The distinctive properties of its medium or the atmospheric conditions of a site may themselves preserve a painting. The wax solvent binder of encaustic paintings (in which after application, the paint is fixed by heat [see below Mediums], for example) both retains the intensity and variation of the original colours and protects the surface from damp. And, while prehistoric rock paintings and buon’ frescoes are preserved by natural chemical action, the tempera pigments thought to be mixed only with water on many ancient Egyptian murals are protected by the very dry atmosphere and unvarying temperature of the tombs. It has, however, been customary to varnish oil paintings, both to protect the surface against damage by dirt and handling and to restore the tonality lost when some darker pigments dry out into a higher key. Unfortunately, varnish will darken and yellow over time into the sometimes disastrously imitated “Old Masters’ mellow patina.” Once appreciated, this amber-gravy film is now generally removed to reveal colours in their original intensity.

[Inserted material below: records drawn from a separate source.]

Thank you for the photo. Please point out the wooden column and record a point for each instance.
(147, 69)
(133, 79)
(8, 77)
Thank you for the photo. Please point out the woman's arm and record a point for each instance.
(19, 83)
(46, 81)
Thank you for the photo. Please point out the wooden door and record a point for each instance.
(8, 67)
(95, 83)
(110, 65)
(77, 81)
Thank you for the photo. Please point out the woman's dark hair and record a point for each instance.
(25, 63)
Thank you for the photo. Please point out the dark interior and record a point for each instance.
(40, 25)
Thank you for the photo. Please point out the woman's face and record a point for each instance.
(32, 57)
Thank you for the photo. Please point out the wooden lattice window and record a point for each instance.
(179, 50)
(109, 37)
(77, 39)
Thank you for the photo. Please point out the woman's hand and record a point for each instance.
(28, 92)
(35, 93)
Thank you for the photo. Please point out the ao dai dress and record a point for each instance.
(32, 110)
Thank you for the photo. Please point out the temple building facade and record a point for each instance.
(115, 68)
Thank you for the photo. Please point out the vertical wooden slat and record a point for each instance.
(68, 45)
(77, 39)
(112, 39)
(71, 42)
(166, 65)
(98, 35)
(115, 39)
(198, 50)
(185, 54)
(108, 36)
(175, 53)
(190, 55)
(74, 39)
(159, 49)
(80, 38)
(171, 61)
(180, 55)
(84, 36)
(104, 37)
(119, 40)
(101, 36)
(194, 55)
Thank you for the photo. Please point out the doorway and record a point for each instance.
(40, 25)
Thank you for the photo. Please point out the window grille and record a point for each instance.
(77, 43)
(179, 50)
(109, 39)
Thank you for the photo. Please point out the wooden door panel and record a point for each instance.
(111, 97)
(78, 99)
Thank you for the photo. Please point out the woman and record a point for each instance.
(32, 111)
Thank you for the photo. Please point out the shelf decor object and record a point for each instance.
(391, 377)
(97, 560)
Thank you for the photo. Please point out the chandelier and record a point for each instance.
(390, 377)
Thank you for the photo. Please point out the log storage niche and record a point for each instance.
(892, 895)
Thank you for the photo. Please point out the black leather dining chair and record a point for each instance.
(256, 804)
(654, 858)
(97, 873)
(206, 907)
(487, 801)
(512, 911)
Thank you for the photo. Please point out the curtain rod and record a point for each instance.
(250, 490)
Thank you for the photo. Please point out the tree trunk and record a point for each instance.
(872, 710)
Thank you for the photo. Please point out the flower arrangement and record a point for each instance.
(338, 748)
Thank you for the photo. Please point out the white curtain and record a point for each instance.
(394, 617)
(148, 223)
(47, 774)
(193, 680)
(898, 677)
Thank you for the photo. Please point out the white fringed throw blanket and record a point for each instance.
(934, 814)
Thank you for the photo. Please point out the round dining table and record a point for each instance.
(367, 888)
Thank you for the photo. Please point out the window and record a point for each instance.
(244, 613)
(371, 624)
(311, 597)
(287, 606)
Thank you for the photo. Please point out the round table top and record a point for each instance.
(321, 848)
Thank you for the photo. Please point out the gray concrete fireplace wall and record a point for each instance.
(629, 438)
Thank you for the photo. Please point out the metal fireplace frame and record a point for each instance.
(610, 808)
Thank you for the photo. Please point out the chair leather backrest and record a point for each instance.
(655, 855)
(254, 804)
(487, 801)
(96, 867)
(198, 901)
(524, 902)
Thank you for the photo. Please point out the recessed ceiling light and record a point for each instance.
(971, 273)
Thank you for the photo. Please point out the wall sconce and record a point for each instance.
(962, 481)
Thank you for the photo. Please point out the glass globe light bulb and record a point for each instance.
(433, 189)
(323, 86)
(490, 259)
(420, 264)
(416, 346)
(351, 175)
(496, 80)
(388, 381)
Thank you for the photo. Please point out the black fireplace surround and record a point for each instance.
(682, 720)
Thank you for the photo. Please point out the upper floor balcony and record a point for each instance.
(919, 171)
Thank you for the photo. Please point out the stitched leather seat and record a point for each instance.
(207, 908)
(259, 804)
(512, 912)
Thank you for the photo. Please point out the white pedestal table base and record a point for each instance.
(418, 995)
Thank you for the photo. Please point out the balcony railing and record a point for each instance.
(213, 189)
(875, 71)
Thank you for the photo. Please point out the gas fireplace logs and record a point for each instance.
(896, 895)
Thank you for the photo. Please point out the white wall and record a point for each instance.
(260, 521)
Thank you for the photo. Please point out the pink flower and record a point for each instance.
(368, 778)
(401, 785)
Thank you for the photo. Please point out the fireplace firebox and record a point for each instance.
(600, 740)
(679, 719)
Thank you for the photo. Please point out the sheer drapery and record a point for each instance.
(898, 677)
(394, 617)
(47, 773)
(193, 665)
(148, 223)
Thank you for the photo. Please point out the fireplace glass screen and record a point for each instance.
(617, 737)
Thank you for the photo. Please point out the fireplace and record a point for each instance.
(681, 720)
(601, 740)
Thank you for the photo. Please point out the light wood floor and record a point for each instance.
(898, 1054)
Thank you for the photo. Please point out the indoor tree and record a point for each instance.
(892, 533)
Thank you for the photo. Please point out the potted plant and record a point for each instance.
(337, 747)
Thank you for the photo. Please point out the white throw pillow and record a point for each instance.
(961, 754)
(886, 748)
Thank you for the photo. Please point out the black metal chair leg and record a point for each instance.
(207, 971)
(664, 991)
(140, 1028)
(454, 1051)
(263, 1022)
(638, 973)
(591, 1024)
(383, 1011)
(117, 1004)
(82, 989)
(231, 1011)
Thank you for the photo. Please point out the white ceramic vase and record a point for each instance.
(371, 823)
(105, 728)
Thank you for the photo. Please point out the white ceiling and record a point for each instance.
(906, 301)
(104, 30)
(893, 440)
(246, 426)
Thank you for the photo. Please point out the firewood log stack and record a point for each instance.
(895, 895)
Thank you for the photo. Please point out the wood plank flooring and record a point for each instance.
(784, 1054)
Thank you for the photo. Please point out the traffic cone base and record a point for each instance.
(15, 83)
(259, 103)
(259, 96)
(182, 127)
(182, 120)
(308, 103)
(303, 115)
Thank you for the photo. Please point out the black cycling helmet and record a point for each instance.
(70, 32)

Glass started to replace varnish toward the end of the 19th century, when artists wished to retain the fresh, luminous finish of pigments applied directly to a pure white ground. Air-conditioning and temperature-control systems of modern museums make both varnishing and glazing unnecessary, except for older and more fragile exhibits.

The frames supporting early altarpieces, icons, and cassone panels (painted panels on the chest used for a bride’s household linen) were often structural parts of the support. With the establishment of portable easel pictures, heavy frames not only provided some protection against being stolen and damage but were considered an aesthetic enhancement to a painting, and frame making became a specialized craft. Gilded gesso moldings (consisting of plaster of paris and sizing that forms the surface for low relief) in extravagant swags of fruit and flowers certainly appear almost an extension of the restless, exuberant design of a Baroque or Rococo painting. A sturdy frame also provided a proscenium (in a theatre, the area between the orchestra and the curtain) in which the picture was isolated from its immediate surroundings, thus adding to the window view an illusion intended by the artist. Deep, ornate frames are unsuitable for many modern paintings, where the artist’s intention is for his creation to appear to advance toward the spectator rather than be viewed by him as if through a wall aperture. In contemporary Minimalist paintings, no effects of spatial illusionism are wanted; and, in order to emphasize the physical shape of the support itself and to emphasise its flatness, these abstract, geometrical designs are often displayed without frames or are only edged with thin protective strips of wood or metal.